Mi primer ensayo, publicado en 1961, analizaba un juicio de la Inquisición de principios del siglo XVI contra una campesina de Módena, Chiara Signorini, acusada de ser una bruja. Al final del ensayo escribí lo siguiente: «El caso de Chiara Signorini, incluso en sus aspectos irreductiblemente individuales, puede adquirir un significado un tanto paradigmático» (Ginzburg, 1986b, p. 28; véase también Boucheron, 2014, p.

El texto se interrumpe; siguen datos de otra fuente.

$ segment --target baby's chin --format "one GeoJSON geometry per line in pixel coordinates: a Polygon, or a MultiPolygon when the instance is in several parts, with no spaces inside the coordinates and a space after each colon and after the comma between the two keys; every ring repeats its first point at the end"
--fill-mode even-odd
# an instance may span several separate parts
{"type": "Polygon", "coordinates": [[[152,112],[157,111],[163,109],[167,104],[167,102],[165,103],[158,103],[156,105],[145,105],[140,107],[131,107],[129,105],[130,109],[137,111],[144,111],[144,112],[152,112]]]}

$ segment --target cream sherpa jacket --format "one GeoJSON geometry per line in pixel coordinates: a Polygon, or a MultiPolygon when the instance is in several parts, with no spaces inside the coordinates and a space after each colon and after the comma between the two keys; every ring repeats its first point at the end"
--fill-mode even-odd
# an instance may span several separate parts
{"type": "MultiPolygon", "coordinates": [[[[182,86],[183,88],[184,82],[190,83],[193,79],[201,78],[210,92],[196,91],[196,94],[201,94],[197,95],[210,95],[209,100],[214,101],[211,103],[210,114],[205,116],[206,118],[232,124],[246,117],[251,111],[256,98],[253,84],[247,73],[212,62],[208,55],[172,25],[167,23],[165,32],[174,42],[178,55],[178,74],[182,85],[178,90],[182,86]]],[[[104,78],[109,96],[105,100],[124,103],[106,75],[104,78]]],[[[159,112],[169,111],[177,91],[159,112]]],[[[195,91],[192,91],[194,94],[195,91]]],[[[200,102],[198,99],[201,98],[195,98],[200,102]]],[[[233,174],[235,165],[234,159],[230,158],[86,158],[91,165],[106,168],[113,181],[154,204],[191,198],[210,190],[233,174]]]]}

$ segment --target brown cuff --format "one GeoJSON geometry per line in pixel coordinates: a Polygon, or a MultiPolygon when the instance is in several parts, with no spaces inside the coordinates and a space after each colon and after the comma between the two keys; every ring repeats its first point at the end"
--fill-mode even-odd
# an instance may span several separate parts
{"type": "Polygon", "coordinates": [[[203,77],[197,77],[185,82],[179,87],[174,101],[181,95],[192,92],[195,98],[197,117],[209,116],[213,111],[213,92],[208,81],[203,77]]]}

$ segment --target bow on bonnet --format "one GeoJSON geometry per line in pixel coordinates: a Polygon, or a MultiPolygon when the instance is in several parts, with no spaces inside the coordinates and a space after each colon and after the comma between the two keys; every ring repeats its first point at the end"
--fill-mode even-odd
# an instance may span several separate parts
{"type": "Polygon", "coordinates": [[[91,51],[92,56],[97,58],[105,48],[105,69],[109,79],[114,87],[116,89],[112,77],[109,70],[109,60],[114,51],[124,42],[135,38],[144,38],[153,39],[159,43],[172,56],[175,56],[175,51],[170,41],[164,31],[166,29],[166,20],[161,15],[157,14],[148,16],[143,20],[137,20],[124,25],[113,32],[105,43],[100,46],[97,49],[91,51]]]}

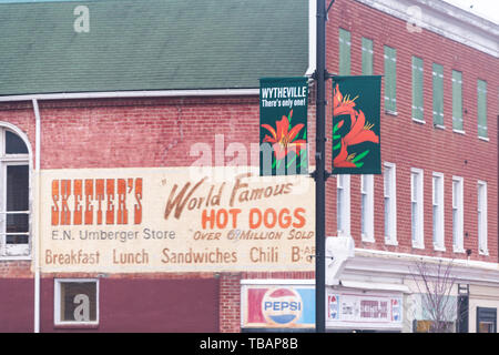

II).

En 2013 comenté este pasaje así:

Paradigmático aquí significa ‘ejemplar’ (La estructura de las revoluciones científicas, de Thomas Kuhn, un libro basado en la noción de «paradigma» se publicó el año siguiente, en 1962). Presentar como ejemplar un descubrimiento debido al azar significaba avanzar una hipótesis arriesgada; más precisamente, hacer una apuesta. ¿Pero qué me había llevado a convertir un juicio en un caso? No estoy en condiciones de responder a esta pregunta. Solo puedo decir que, desde aquel momento y hasta ahora, he continuado reflexionando sobre casos y sus implicaciones (Ginzburg, 2013, pp. X-XI)2.

Hoy, cinco años después, intentaré formular una respuesta, tratando de explicar —en primer lugar, a mí mismo— las raíces de mi interés precoz por los casos.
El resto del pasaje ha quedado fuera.